Published: Friday, July 22 2011 8:01 a.m. MDT

When it comes to bike rides, I can't think of a more pleasant 50 miles than riding around Bear Lake. The first time I did it was about a year ago. It was pretty difficult for me at the time, but since then, I’ve made about a dozen more trips around.

It’s always cooler at lakeside than here in the valley, the course is mostly flat with some rollers on one side, and if you time it right, the whole east side is shaded while the sun comes up.

So when I saw the invitation to participate in the Bear Lake Monster Century, which took place on July 9, I jumped at the chance. I couldn’t pass up the opportunity to ride this course and do so with a couple hundred other of my not-so-closest friends. It also didn’t hurt that it happened to be the same weekend we were already planning to be there.

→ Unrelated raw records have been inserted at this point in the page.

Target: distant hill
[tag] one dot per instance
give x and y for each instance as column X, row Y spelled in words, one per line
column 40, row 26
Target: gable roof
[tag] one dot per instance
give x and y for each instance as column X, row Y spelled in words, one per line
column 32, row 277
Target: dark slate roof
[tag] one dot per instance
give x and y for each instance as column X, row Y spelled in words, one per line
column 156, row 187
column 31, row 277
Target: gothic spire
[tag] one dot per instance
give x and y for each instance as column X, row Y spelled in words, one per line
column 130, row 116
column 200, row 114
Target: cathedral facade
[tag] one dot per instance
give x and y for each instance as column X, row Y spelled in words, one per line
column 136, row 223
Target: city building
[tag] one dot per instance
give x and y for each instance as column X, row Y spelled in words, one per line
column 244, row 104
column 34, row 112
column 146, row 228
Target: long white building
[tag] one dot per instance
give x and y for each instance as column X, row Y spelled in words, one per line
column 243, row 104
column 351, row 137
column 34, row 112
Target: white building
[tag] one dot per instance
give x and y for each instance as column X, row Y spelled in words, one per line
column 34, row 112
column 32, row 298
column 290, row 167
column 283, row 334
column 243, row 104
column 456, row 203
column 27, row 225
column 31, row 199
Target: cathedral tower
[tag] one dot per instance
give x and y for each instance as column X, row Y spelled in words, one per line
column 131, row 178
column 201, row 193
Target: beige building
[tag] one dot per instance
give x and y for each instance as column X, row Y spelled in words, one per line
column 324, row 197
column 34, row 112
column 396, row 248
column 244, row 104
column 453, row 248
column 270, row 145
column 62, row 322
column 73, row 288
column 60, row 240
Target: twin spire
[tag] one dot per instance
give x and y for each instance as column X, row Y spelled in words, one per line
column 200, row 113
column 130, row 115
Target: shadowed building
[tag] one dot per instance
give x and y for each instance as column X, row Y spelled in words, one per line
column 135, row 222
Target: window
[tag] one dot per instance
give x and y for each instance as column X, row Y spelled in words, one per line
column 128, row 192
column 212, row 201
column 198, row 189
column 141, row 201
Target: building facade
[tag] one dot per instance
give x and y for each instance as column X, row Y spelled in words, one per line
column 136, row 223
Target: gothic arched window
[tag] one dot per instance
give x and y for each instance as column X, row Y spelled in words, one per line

Unfortunately, because it’s July and a popular month for boaters, the course doesn’t circle the lake as I had hoped. It starts and ends in Montpelier, Idaho, and takes in about half of the lake on the east and north sides.

The nice part about this ride is the variety of distances for cyclists of any riding ability. If you’re tough enough, the “Monster” ride is the one for you. You can choose 75 or 100 miles, and these distances take a detour from the flatness of the valley and head up toward Minnetonka Cave.

This climb adds about 2,000 feet total, and definitely puts the “monster” in the Bear Lake Monster Century. The climb starts out gradually, and I actually thought to myself, “I must be riding stronger ’cause this isn’t so bad.” That optimism quickly disappeared as the second half of the detour became much steeper.

The legend around Laketown is that there is indeed a monster in the lake, similar to Loch Ness in Scotland. However, there were many of us who were convinced we saw it around the 28th mile, toward the top of the climb.

After a brief stop with lots of carbo-loaded goodies, we flew back to the water’s edge and east past North Beach. Luckily, the monster hits you early and the rest of the course is smooth sailing.

Not everyone who signs up has the opportunity to meet the monster. The 100-kilometer and 50-mile riders avoid the pain and misery (and the thrill of the descent). But once the longer riders reach the bottom of the hill, everyone enjoys the same course.

This being the first year of the ride, I was amazed at the amount of support, organization and participation. There was ample water, sports drinks and other goodies at the numerous aid stations located along the course. They were manned by well-behaved high schoolers earning funds to support the Bear Lake High School football team.

I must say, if you happen to be looking for an amazing vacation, some sweet raspberry shakes and a very pleasant bike ride, this is one to put on your calendar for next year. And who knows, maybe you, too, can see the Bear Lake Monster.